Recently, more and more attention is focussed on the interpretability of the Machine Learning models mainly Deep Learning ones because of their black-box nature. One such important Deep Learning architecture used is Convolutional Neural Networks(CNNs) which has made a breakthrough in Computer Vision including image classification, object detection, semantic segmentation, Instance segmentation, image captioning etc. The progress in the refinement and development of CNNs has been exponential and the architectures have been greatly simplified but the prediction results cannot be decomposed into intuitive and completely understandable parts.
Understanding and Interpreting models are crucial to building people’s confidence in our system. The most common problem tackled by the CNNs is image classification and a visual explanation approach usually known as saliency maps or attribution map is used to find the most influential features that affect the predictions of the model. There are several techniques used to generate saliency maps and the most common in them is gradient-based visualization which backpropagates the partial derivative of the score on the target class concerning the input layer. However, the problem with gradient-based maps is that they are generally of low quality and have random noise. Other methods include perturbation based methods, which work by adding a small noise to the input(perturbing) and observe the change of the prediction. Another is Class Activation Maps(CAM) which were explained by me recently in my post and their extensions like Grad-Cam and Grad-Cam++. They usually generate Saliency maps by a linear weighted combination of the activation maps to highlight import regions in the image space. However, they also suffer from the problem of random noises which are irrelevant to the target object in the image and the weight does not well capture the importance of each activation map.
SCORE-CAM:
In this article, I would try to explain a very recent paper Score-Cam which is an improvement of the previous methods mentioned above and tries to make CNN’s interpretable as its predecessors.
The Score-Cam builds on top of Class Activation Mapping and claims to solve the previously reported problems of irrelevant noises and generates more clean and meaningful explanations. In Score-Cam, the researchers follow the idea of perturbation-based methods that mask part of regions in the original input and observe the change in target score. The activation mask obtained are treated as a kind of masks for the input image, which masks parts of the input image and makes the model predict on the partially masked image. The score on the target class is then utilized to represent the importance of the activation map.
Examples of Masked Activations using Perturbation-based methods:-




The Score-Cam, unlike the famous Grad-Cam, didn’t make use of gradients because the researcher believes that the propagated gradients are pretty unstable and produce random noise in gradient-based saliency maps. The unstable nature of the gradients is shown in Figure 3 where the gradient changes sharply when the input image is changed a little even though the change is not perceived by the human eye and does not change the prediction result. That’s why it is reasonable to doubt the effectiveness of gradient-based methods to reduce redundant noise.

Methodology:
Various previous works like the CAM, GradCam, etc. have asserted the fact that deeper layers in CNNs capture higher-level visual information. Furthermore, convolutional features naturally retain spatial information that is lost in fully connected layers, so it is common to expect the last convolutional layer to offer the best compromise between high-level semantics and detailed spatial information, and the neurons in these layers look for class-specific semantic information in the input image. Hence in Score-Cam, we use the last layer to get the activation maps containing the balanced representations.
In contrast to GradCam and GradCam++ which use the gradient information flowing through the last layer of the CNN to represent the importance of each activation map. In Score-Cam, we use the weights of the score obtained for a specific target class. Hence, Score-Cam can get rid of the dependence on the gradient and works as a more general framework as it only requires access to the class activation map and output score of the model.
The Pipeline of Score-Cam is shown in Figure 4 and shows all the steps involved to reach the final Saliency Map.
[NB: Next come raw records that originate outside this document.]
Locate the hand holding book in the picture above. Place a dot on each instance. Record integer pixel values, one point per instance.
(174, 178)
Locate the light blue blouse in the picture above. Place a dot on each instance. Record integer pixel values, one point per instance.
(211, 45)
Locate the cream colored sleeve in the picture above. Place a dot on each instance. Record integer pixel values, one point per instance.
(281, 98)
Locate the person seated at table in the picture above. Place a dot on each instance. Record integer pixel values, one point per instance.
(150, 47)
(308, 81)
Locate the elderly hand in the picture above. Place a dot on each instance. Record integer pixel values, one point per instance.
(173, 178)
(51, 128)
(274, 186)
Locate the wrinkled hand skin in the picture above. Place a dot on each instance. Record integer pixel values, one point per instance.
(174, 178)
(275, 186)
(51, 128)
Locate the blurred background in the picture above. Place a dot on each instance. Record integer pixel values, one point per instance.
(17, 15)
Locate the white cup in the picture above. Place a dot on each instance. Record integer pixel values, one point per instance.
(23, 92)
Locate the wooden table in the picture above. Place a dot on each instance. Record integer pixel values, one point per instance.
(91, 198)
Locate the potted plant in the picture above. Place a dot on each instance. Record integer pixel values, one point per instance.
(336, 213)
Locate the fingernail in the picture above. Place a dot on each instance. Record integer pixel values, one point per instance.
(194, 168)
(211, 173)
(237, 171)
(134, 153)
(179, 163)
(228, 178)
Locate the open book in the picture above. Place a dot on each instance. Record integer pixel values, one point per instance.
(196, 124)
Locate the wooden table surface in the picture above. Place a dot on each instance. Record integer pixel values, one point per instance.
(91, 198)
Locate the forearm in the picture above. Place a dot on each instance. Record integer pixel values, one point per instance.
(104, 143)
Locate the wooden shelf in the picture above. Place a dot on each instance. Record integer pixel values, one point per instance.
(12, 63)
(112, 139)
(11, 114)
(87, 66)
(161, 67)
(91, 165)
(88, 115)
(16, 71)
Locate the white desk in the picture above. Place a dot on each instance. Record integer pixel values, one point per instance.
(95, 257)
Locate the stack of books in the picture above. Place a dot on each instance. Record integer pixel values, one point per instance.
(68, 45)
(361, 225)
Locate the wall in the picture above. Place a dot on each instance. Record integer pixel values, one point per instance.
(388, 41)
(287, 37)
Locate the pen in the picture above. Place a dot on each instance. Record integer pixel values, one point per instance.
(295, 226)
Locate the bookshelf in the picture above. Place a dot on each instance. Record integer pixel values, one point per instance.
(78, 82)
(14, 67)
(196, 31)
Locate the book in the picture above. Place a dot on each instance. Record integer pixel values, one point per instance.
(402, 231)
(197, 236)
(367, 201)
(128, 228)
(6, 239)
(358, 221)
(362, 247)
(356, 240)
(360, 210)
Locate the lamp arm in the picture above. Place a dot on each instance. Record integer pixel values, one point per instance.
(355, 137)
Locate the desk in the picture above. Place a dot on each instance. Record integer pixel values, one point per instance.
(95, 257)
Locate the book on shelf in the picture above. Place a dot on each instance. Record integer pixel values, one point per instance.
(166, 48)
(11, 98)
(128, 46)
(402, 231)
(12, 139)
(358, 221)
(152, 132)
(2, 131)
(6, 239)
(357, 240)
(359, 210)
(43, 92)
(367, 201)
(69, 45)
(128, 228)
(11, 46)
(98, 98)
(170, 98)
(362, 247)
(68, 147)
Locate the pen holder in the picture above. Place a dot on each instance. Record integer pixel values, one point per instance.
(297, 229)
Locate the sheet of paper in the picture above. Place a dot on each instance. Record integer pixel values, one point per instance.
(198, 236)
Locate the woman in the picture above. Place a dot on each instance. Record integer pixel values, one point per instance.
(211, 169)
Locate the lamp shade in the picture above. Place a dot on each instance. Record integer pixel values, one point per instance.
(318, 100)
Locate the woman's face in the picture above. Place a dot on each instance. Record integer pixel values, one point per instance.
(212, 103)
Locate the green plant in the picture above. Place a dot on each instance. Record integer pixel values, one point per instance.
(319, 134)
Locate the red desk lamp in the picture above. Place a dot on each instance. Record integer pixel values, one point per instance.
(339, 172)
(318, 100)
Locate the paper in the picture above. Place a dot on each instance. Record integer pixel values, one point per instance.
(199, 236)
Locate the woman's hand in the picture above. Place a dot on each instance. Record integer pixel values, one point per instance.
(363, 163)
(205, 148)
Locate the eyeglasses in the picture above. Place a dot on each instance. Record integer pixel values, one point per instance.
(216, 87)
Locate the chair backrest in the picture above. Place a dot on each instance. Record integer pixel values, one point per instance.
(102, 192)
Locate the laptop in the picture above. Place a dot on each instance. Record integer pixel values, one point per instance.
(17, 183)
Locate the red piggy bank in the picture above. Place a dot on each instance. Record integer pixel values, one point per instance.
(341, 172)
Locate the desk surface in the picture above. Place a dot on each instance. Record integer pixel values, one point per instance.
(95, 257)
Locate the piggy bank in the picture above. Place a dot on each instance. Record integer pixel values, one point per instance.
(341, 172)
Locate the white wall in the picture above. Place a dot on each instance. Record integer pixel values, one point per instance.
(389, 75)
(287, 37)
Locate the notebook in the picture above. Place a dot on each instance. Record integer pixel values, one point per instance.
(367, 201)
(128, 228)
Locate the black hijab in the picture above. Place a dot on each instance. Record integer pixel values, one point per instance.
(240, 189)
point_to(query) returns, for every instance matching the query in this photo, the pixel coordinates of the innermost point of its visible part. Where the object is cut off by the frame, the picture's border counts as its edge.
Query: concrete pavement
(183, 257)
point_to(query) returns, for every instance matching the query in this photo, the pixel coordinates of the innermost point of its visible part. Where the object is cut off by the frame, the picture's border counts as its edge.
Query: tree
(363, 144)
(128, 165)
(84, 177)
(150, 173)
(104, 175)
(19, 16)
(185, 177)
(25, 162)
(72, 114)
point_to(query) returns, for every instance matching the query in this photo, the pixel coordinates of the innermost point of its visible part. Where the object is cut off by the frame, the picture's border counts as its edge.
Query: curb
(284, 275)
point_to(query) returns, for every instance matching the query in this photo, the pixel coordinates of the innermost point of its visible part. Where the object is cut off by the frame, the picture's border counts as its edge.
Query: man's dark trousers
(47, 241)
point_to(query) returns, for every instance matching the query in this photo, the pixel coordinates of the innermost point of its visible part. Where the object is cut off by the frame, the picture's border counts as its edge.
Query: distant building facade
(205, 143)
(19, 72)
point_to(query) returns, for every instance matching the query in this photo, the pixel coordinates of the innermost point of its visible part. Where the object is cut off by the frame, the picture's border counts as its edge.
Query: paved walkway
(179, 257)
In order to obtain,the class discriminative Saliency map using Score-Cam, the process is divided into the following steps:
- The first step involved is passing images to a CNN model and performing a forward_pass. After the forward pass, the activations are extracted from last convolutional layer in the network.
- Each Activation Map obtained from the last layer having shape 1xmxn is then upsampled using bilinear-interpolation to the same size as the Input Image.
- After Upsampling the activation maps, the resultant activation maps are normalized with each pixel within the range of [0,1] to maintain the relative intensities between the pixels. The Normalization is achieved using the following formula shown in Figure 5.

- After the Normalization of the Activation Maps is complete, the highlighted areas of the activation maps are projected on the input space by multiplying each normalized activation map(1 x W x H) with the Original Input Image(3 x W x H) to obtain a masked image M with shape 3 x W x H.
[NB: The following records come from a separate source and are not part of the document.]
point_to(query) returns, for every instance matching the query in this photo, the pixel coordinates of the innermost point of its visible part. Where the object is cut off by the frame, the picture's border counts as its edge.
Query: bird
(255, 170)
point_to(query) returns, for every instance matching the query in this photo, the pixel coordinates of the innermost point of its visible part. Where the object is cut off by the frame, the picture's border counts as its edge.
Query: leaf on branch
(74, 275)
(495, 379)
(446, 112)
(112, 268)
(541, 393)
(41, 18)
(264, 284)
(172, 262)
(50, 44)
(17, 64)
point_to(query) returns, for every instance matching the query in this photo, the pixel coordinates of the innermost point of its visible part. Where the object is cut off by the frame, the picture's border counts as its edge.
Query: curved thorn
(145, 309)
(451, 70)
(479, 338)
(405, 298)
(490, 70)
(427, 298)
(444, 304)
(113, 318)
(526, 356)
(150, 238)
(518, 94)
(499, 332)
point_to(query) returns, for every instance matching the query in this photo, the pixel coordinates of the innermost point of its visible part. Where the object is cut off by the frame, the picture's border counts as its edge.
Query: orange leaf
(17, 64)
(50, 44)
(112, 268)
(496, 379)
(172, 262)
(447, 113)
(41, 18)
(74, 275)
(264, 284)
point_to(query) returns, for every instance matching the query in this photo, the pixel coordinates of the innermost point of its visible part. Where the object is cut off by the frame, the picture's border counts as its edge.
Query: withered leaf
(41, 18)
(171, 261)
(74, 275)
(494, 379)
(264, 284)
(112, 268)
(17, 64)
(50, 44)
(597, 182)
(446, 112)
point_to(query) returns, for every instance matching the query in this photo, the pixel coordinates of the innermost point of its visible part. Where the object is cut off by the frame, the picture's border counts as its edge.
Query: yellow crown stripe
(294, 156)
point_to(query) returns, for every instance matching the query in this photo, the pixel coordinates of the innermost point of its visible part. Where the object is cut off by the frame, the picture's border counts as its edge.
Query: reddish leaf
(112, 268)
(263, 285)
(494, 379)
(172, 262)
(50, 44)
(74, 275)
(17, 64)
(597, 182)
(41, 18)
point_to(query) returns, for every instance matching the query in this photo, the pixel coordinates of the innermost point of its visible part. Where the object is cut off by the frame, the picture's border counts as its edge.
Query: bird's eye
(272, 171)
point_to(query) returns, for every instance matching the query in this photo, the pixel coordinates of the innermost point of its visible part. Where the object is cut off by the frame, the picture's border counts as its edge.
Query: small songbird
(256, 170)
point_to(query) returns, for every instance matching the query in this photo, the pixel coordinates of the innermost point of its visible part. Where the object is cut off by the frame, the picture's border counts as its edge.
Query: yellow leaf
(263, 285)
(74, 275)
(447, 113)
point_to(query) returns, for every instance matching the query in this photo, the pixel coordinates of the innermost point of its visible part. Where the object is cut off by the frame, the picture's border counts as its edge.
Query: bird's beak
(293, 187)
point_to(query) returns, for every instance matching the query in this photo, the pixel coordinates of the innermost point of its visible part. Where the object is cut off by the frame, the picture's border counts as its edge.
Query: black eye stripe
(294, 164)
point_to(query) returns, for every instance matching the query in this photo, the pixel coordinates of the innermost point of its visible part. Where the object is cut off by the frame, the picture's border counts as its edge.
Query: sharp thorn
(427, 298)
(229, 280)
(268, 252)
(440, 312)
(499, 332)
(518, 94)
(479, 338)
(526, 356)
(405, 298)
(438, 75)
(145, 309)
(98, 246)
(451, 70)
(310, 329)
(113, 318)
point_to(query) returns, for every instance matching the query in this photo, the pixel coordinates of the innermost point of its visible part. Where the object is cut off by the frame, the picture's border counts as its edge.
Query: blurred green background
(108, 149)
- The Masked Images M thus obtained are then passed to Convolutional Neural Network with SoftMax output.

- After getting the scores for each class we extract the score of the target class to represent the importance of the kth activation map.
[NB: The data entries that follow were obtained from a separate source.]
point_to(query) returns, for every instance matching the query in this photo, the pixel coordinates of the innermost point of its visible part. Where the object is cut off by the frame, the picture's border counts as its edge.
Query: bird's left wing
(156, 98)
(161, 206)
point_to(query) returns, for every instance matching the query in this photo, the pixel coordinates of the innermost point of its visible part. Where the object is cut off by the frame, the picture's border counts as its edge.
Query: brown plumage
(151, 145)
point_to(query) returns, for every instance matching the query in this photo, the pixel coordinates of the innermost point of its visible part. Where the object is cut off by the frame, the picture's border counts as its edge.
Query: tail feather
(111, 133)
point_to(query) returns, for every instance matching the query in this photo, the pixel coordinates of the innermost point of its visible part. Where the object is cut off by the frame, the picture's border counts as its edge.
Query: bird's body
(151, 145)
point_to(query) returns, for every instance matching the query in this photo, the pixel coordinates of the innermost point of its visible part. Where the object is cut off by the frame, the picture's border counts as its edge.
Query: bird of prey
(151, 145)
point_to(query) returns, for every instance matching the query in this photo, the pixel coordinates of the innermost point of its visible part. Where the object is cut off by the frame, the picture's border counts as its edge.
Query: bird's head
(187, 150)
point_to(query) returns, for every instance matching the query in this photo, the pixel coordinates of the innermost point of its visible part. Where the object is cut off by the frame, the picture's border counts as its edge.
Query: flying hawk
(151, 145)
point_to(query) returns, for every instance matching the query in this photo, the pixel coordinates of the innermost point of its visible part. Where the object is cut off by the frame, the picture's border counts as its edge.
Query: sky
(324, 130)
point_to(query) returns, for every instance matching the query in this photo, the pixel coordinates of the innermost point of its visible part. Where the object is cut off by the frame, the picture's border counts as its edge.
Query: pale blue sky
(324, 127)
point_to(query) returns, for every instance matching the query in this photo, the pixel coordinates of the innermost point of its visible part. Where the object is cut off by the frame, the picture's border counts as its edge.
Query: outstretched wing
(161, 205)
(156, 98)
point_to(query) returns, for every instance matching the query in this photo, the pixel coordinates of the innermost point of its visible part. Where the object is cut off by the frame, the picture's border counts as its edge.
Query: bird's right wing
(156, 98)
- Then we compute the sum across all the activation maps for the linear combination between the target class score and each activation map. This results in a single activation map having the same size as that of the input class.
- Finally, we apply pixel-wise ReLU to the final activation map. We apply ReLU because we are interested only in the features that have a positive influence on the class of interest.

IMPLEMENTATION OF SCORE CAM IN KERAS:
We will follow the same pipeline described early both in the figure and methodology.
- We use VGG16 pre-trained on Imagenet as our model for the whole pipeline.

- We load the input image shown above in **** Figure 1, preprocess it so that it is suitable to be passed into the VGG16 model.

- After that, we pass the image through the model and obtain prediction scores for each class. We extract the index for the target class from the predictions.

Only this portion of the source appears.